In the gardens of the colonial-era Victoria Falls Hotel on Sunday, Mugabe hosted more than a thousand dinner guests, regaling them with odes to the beauty of Africa and urging fellow African nations to open up their borders.

Zimbabwe was on its way back to international acceptance after years of isolation, he told the gathering.

The economic and political crisis, which he once again blamed on the West, had prevented Zimbabwe from participating in international bodies such as the UNWTO, he said.

But the formation of the unity government had “led to the somewhat softening of the stance against us on the part of our political and economic detractors”.

Now, he said, the country’s co-hosting of the UNWTO general assembly and its election to head the body’s Africa chapter showed that it was finally back where it belonged.

Committed to the values of the UN
Zimbabwe, he said, remained committed to the values of the UN, “not withstanding our adversity to the hegemonic tendencies of some of the world’s economic and military super-powers who dominate the organisation”.

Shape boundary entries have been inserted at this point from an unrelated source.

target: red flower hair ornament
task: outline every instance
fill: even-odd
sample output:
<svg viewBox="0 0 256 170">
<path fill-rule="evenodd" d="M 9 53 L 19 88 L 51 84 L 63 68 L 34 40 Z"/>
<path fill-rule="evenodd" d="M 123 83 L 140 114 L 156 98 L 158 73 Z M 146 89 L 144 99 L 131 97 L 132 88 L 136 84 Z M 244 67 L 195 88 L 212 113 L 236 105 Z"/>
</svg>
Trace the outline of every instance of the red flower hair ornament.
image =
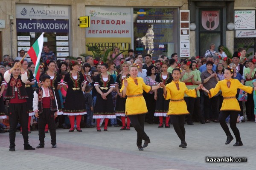
<svg viewBox="0 0 256 170">
<path fill-rule="evenodd" d="M 96 60 L 93 60 L 93 64 L 96 65 L 97 64 L 99 64 L 99 61 Z"/>
</svg>

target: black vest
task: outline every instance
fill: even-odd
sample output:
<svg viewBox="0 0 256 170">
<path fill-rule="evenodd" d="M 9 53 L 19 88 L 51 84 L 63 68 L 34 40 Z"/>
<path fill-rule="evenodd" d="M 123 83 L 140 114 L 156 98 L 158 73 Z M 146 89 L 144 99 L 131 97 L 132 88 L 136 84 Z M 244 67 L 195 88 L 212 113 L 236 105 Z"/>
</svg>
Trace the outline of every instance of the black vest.
<svg viewBox="0 0 256 170">
<path fill-rule="evenodd" d="M 5 99 L 14 99 L 15 98 L 15 88 L 17 88 L 18 97 L 20 99 L 28 99 L 29 96 L 25 88 L 25 83 L 21 80 L 21 76 L 19 75 L 17 80 L 12 74 L 11 75 L 11 79 L 8 83 L 6 93 L 4 98 Z"/>
<path fill-rule="evenodd" d="M 57 105 L 56 105 L 56 101 L 55 101 L 55 98 L 54 97 L 54 92 L 53 89 L 50 87 L 48 87 L 49 90 L 49 92 L 50 93 L 50 109 L 51 111 L 54 112 L 56 112 L 58 111 L 57 108 Z M 43 103 L 42 101 L 42 98 L 43 98 L 43 89 L 41 87 L 38 88 L 35 91 L 36 93 L 38 95 L 38 114 L 41 113 L 43 113 Z"/>
</svg>

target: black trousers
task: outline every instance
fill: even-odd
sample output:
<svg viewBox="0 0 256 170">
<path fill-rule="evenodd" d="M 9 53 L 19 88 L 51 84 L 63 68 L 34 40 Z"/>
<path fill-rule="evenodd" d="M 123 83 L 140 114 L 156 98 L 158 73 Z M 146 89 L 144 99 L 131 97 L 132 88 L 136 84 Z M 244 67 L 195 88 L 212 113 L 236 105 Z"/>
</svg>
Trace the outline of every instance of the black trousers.
<svg viewBox="0 0 256 170">
<path fill-rule="evenodd" d="M 210 113 L 212 113 L 212 118 L 218 119 L 219 116 L 219 108 L 220 105 L 219 95 L 209 98 L 209 96 L 204 95 L 204 118 L 209 119 Z"/>
<path fill-rule="evenodd" d="M 128 116 L 132 126 L 137 132 L 137 146 L 141 145 L 142 140 L 149 139 L 149 137 L 144 130 L 145 114 Z"/>
<path fill-rule="evenodd" d="M 150 94 L 146 93 L 144 96 L 147 108 L 148 109 L 148 114 L 146 115 L 146 119 L 148 120 L 148 123 L 153 123 L 154 120 L 154 115 L 156 108 L 156 101 L 154 98 L 154 94 Z"/>
<path fill-rule="evenodd" d="M 38 118 L 38 135 L 39 136 L 39 144 L 44 144 L 44 128 L 48 124 L 48 127 L 51 135 L 52 144 L 56 144 L 56 127 L 54 120 L 54 112 L 51 111 L 49 108 L 43 108 L 43 113 L 39 114 Z"/>
<path fill-rule="evenodd" d="M 194 107 L 195 99 L 196 98 L 193 97 L 184 97 L 184 100 L 187 105 L 188 111 L 189 112 L 189 114 L 187 115 L 187 122 L 188 123 L 192 123 L 192 116 L 194 113 Z"/>
<path fill-rule="evenodd" d="M 29 144 L 29 113 L 26 103 L 10 103 L 9 108 L 9 122 L 10 122 L 10 147 L 15 146 L 16 128 L 20 123 L 22 128 L 22 136 L 24 144 Z"/>
<path fill-rule="evenodd" d="M 219 121 L 221 128 L 226 133 L 226 135 L 231 135 L 230 131 L 226 123 L 226 118 L 230 115 L 230 128 L 233 131 L 236 141 L 239 141 L 241 139 L 240 136 L 240 132 L 236 127 L 236 120 L 238 116 L 239 111 L 221 111 L 220 116 L 219 116 Z"/>
<path fill-rule="evenodd" d="M 195 118 L 195 119 L 198 121 L 204 120 L 204 116 L 202 114 L 202 111 L 201 110 L 200 98 L 200 97 L 197 97 L 195 99 L 194 108 L 194 116 L 193 116 L 193 117 Z"/>
<path fill-rule="evenodd" d="M 254 102 L 253 102 L 253 94 L 247 94 L 247 102 L 245 102 L 246 106 L 246 114 L 247 119 L 254 120 Z M 242 115 L 241 115 L 242 116 Z"/>
<path fill-rule="evenodd" d="M 172 124 L 174 130 L 181 142 L 185 141 L 186 130 L 184 127 L 184 122 L 185 116 L 185 115 L 170 116 L 171 122 Z"/>
</svg>

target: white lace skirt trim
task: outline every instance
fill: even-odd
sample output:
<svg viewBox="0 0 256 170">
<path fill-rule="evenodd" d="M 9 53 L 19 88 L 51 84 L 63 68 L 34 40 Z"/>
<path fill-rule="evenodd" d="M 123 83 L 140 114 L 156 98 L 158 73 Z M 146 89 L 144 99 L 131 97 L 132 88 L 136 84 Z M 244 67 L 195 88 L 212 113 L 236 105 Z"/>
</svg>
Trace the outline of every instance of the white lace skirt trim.
<svg viewBox="0 0 256 170">
<path fill-rule="evenodd" d="M 83 115 L 86 114 L 86 112 L 80 112 L 80 113 L 68 113 L 68 112 L 63 112 L 64 115 L 68 116 L 78 116 L 78 115 Z"/>
<path fill-rule="evenodd" d="M 154 116 L 167 116 L 167 113 L 155 113 Z"/>
<path fill-rule="evenodd" d="M 115 119 L 116 115 L 93 115 L 93 119 Z"/>
</svg>

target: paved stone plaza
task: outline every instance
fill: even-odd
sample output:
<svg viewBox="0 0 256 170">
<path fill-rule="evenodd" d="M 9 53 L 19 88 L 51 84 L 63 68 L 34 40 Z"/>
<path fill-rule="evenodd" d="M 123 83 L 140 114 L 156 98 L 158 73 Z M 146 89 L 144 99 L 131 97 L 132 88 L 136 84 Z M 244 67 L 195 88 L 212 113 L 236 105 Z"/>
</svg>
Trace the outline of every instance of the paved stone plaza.
<svg viewBox="0 0 256 170">
<path fill-rule="evenodd" d="M 151 143 L 144 151 L 136 146 L 136 133 L 108 127 L 98 132 L 83 128 L 81 133 L 57 130 L 57 148 L 51 147 L 49 133 L 45 148 L 23 150 L 20 132 L 16 133 L 16 151 L 9 152 L 8 133 L 0 134 L 1 170 L 255 170 L 256 123 L 238 124 L 244 145 L 233 147 L 235 139 L 225 144 L 226 136 L 219 124 L 185 126 L 187 149 L 178 147 L 180 141 L 173 128 L 158 128 L 146 124 Z M 233 134 L 233 133 L 232 133 Z M 39 144 L 38 131 L 29 134 L 30 144 Z M 245 157 L 244 163 L 206 163 L 206 157 Z"/>
</svg>

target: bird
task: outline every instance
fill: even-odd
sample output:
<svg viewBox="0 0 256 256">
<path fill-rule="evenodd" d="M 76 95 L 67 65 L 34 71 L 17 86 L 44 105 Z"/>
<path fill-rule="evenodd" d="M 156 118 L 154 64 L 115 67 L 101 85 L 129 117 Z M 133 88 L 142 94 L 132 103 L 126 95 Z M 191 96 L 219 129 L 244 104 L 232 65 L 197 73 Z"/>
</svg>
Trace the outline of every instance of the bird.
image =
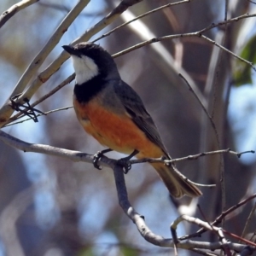
<svg viewBox="0 0 256 256">
<path fill-rule="evenodd" d="M 83 42 L 63 45 L 75 71 L 73 107 L 84 130 L 102 145 L 131 157 L 171 160 L 157 127 L 138 94 L 124 82 L 111 55 L 102 46 Z M 124 161 L 123 161 L 124 162 Z M 150 163 L 175 198 L 202 195 L 172 163 Z M 126 166 L 126 172 L 130 166 Z"/>
</svg>

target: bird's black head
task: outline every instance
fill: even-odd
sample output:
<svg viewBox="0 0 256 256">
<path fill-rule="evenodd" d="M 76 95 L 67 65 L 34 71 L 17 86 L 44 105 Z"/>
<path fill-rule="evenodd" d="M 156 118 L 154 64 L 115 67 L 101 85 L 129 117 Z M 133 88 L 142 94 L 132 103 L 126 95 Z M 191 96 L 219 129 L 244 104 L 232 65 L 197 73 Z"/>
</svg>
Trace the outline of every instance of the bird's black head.
<svg viewBox="0 0 256 256">
<path fill-rule="evenodd" d="M 72 57 L 79 84 L 97 75 L 107 79 L 119 78 L 113 59 L 102 47 L 89 42 L 62 47 Z"/>
</svg>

Mugabe is calling for more open borders, saying Africa will not increase its share of global tourist arrivals if it does not promote intra-African tourism.

Seizing on his new role as “tourism ambassador”, Mugabe had guests eating out of his hand, waxing lyrical about Africa’s unique ­natural wonders.

“Here you will every morning wake up to the chirping of our birds and the aura of the African sun, and at the end of each day, go to sleep under the star-filled African sky,” he said, to loud cheers from the guests.